CR – Eu gostava muito, era uma forma de liberdade, ir mais longe com essa experiência da carnavalização, de trabalhar o clichê. E, por outro lado, arriscar e falar de coisas em que a censura estava de olho. Evidentemente, A ilha… é um filme mais genérico nesse sentido, mas fala de personagens políticos, repressão. O império dos desejos tinha discurso ideológico, até a frase “A propriedade é um roubo”. Falaram que era filme comunista, que tinha até frase do Marx. Mas não era do Marx, era do Proudhon! Ele só não sabia que era muito mais ardido que o Marx! (risos) O importante era usar aquele manancial, me davam X negativos, tantas semanas de filmagem, aí tinha que fazer tudo sozinho, cuidar para que a produção não falhasse…

Z – Mas você continua utilizando elementos, como a nudez, não?

CR – Mas, para mim, o uso é essencialmente político, desde o primeiro filme. A minha formação sempre foi essa, a coisa passa por um processo pessoal e você não pensa em transformação se não atua na área do desejo. Não consigo separar o desejo da política. Nunca. Por isso a leitura era dupla. Para alguns, era um filme político. Em O império do desejo, a questão do desejo é eminentemente política. Aí quando bate na censura, o filme faz literalmente a defesa do sexo privado. Faz referência do direito ao desejo, o tempo inteiro. Por isso é talvez o filme mais político que eu já fiz, uma defesa absoluta da liberdade. Não por menos, acho que fui o único brasileiro, mesmo sem cópia legendada – o produtor não liberou o filme – que fui convidado oficialmente para o Festival de Cinema Anarquista de Melbourne, na Austrália, e o de Lyon, na França. O produtor deve ter pensado que não ia conseguir vender o filme, como A prisão, do Oswaldo Oliveira, que é mais visto na Bélgica que no Brasil. Eu tenho uma cópia do filme falado em alemão!

Z – Eu tenho uma em inglês [fala Gabriel].
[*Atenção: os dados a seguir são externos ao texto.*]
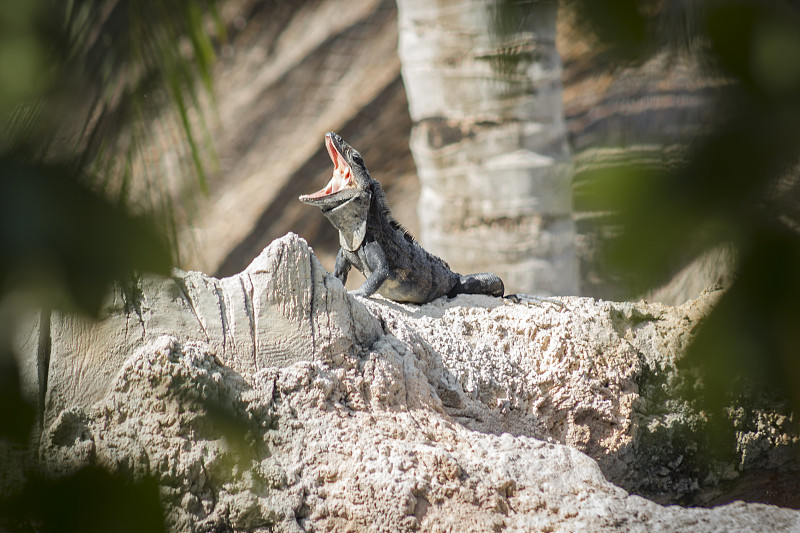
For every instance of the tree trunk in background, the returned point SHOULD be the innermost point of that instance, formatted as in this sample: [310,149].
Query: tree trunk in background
[484,93]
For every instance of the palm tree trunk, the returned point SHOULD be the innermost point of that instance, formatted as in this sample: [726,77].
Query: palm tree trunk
[484,90]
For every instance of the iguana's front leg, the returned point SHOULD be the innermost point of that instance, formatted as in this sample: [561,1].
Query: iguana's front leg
[372,254]
[342,266]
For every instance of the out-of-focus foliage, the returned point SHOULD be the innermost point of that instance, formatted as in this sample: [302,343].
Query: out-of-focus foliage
[90,501]
[739,184]
[81,84]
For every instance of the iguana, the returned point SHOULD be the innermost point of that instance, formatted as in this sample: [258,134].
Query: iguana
[394,263]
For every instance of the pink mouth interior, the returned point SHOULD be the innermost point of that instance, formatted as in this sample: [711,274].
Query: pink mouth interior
[342,175]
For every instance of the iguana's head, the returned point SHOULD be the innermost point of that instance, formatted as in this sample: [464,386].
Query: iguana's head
[350,176]
[345,200]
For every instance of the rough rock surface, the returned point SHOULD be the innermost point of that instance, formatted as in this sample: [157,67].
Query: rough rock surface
[273,400]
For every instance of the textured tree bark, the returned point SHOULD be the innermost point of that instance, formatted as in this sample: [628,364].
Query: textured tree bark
[484,92]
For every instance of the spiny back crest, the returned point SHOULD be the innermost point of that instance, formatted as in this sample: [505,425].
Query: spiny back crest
[383,205]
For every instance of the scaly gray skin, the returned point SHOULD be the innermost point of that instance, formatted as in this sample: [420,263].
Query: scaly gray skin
[395,265]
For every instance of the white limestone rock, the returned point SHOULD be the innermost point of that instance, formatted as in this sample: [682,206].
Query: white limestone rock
[273,400]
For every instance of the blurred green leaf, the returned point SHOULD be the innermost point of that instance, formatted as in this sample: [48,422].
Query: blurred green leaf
[621,25]
[63,242]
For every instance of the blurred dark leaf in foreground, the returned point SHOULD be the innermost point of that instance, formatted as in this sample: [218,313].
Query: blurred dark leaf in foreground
[16,416]
[66,244]
[89,501]
[736,184]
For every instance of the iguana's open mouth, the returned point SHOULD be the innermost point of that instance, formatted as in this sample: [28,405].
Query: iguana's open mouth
[342,174]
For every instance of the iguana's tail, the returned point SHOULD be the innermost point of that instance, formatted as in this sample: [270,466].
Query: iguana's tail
[483,283]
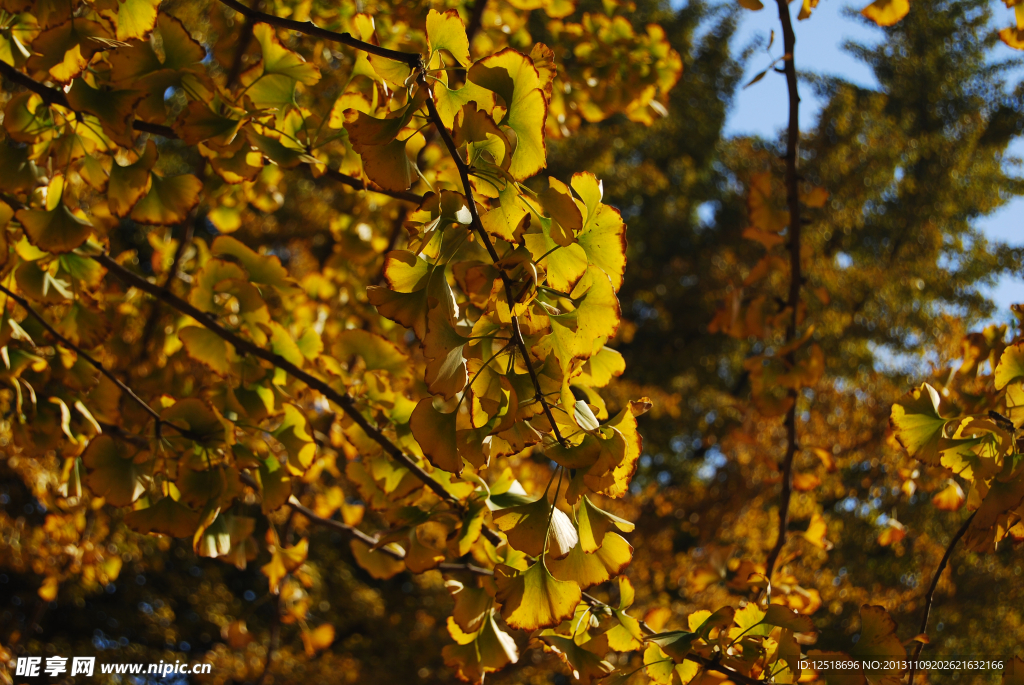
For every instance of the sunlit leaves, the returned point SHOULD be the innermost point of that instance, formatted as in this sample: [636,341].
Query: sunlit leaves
[446,32]
[57,229]
[513,78]
[535,598]
[115,471]
[887,12]
[272,81]
[919,426]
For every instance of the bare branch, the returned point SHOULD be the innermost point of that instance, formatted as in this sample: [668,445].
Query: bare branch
[310,29]
[796,277]
[930,595]
[485,240]
[92,361]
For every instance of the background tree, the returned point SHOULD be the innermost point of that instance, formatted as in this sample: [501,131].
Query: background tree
[254,200]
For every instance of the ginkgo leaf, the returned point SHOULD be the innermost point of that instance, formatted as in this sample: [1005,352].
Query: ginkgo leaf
[206,346]
[295,434]
[487,650]
[450,102]
[512,76]
[377,352]
[565,265]
[1011,366]
[377,563]
[55,230]
[66,49]
[271,82]
[128,184]
[284,561]
[317,639]
[115,472]
[586,666]
[887,12]
[168,201]
[448,32]
[527,528]
[535,598]
[166,517]
[472,605]
[198,123]
[950,498]
[435,431]
[879,644]
[446,373]
[135,18]
[776,614]
[115,109]
[262,269]
[586,569]
[596,523]
[918,424]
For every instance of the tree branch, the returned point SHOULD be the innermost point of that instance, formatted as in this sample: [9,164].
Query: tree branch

CR – A versão alemã é mais ardida ainda. (risos) De qualquer modo, essa questão foi buscada desde o início. Quando o filme deu certo, com mais condições, falei: “Vou botar pra quebrar”. Agora estava liberado, para tratar essa questão do desejo de forma explícita. Acho que os elementos da dramaturgia pessoal de cada um são meio irretocáveis, faz parte da sua personalidade a forma de enxergar politicamente o mundo; para mim, a questão do desejo vai ser sempre importante. Até em Corrida… tem sensualidade, uma coisa interna, o filme lida com essa questão, quebrar regras a cada minuto. Uma celebração da algazarra, a regra é o ponto que mais incomoda, em todos os sentidos: formalmente, “conteudisticamente”. Gosto muito de trabalhar a narrativa, mas se o tema não é isso. Vejo um filme como O Paraíso proibido – minha mulher diz que é o filme mais parecido comigo, ela me conhece melhor que ninguém, talvez –, é o meu filme mais careta, mais estruturalmente comportado, sobre um cara mal comportado, à deriva, existencialmente falando. Porque o tema é esse. O tema já é “estar deslocado existencialmente no mundo”, a história do cara que rompe com a família, vai para o litoral ganhar uma merda, vive uma vida medíocre, mas não aceita mais as regras do jogo. Chega um amigo de velha data, que tenta trazê-lo de volta ao mundo dos normais, as pessoas situadas socialmente. E o tempo todo é uma briga, ele não perdeu o amigo e ao mesmo tempo tenta manter sua individualidade. Já me falaram que é o filme mais misógino que fiz, porque rompe com a família, com a amante, rompe com a puta que pariu! Mas o filme partia de uma frase do Carlos Drummond de Andrade, que é “o direito a fazer porra nenhuma”, uma pessoa tem direito ao ócio; é um direito inalienável do ser humano, não querer pensar no futuro. Talvez meu filme mais angustiado até hoje.

Z – A angústia é um tema recorrente nos seus filmes.

CR – São todos temas recorrentes, a questão do desejo, da angústia, da deriva.

Z – Vejo mais isso nos seus chamados filmes mais “pessoais”, como Filme demência, Alma corsária, Dois Córregos.

CR – Sim, cada filme no fundo tem um contingente autobiográfico, sobretudo esses três filmes têm coisas da minha vida lá dentro. Alma corsária nem se fala, Dois Córregos é um filme ultrapessoal. Embora aparentemente comportado, se inspira na minha vivência, meu padrinho de batismo. Filme demência, então, é quase um acerto de contas com o pai que eu perdi.